50/50, same as a coin-toss. On numerous occasions, "professional" traders, mutual fund portfolio managers, hedge fund managers have been beaten horribly by animals like monkeys and cats and by dart-throwing. Just to show you that the "professionals" do NOT know better and they do NOT trade better. The only difference between us and them is: 1) They are playing with other people's money and win or lose, they get paid whereas for us, unless you have a day job, if we don't make money in the market, we get paid. And if you make losses, then like my mother would tell me, you are paying to trade. 2) They also have money to play with, so if something doesn't work, they have the money to try something else and eventually something will stick and they get lucky and they profit more to cover their losses just on the principle of limit theorem. For us, if we lose our investment, we won't have any more funds to trade to make back our losses; we are forever stuck with our losses and the conclusion that we are bad traders.
From an article: http://www.lonestocktrader.com/make-money-trading-positive-expectancy/ The truth is that the very best traders out there are right only about 50% of the time or less: William O’Neil, Mark Minervini, Peter Brandt, Bill Lipschultz, Colm O’Shea, Ray Dalio, Bruce Kovner, etc… Steven Cohen, one of the best stock traders out there who was also features in Stock Market Wizards and is mentoring traders said: “My best trader makes money only 63% of the time. Most traders make money only in the 50% to 55% range. That means you’re going to be wrong a lot. If that’s the case, you better make sure your losses are as small as they can be, and that your winners are bigger.” The Profit/Loss Ratio If we can’t achieve a consistently high win rate and are doomed to be right about 50% or less of the time, the secret simply is to make more money when you are right, than lose money when you are wrong. The profit/loss ratio is your average win to your average loss. And if over a sequence of trades, you, on average, make more money than you lose, you make money over time despite being right only 50% of the time. This is how professional traders make money consistently. And as opposed to the win rate which is outside of your control, you have much more influence over your profit/loss ratio. Indeed, you can control how much you will lose on a trade by using stop losses. You are the one who decide to enter a new position at a certain price following a certain setup and you are the one who decide where to place your stop loss. If like all the successful traders, you keep a neat track record of your trades, you should know your average profit % and average loss %. Based on that, you can easily adjust your stop loss level and type of trades you take, and put yourself in a position to make much more money when you’re right, than lose when wrong.
Your better off, with say a 30% win rate, but 1:5 R to R, cause some times losses are going to go 5x's worse than expected, which is then offset by 1 winning trade.

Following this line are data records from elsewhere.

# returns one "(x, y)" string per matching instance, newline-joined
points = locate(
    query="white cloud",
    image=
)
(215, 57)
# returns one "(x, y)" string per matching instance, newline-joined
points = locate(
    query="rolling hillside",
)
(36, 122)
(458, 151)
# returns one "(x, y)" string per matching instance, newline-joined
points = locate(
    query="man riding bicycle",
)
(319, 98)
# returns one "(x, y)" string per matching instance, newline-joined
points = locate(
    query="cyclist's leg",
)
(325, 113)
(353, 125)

This is what gives the No. 1 Golden Rule of trading: Let your profits run and cut your losses short. I think the difference between traders really comes down to who can let the profit run most frequently and by how much and who can correctly deduce it's a loss and cut it short most often.
You missed out the most critical factor I think, the risk department is in full swing at a firm. The new trader only has margin calls, or not enough margin to put on the next trade to "protect" him.
I could've been low balling the buy and hold investor, but I'm not backing down on the "day trader," claim. With a long enough time line, the variance on trading strategies employed by regular joe will kill almost all.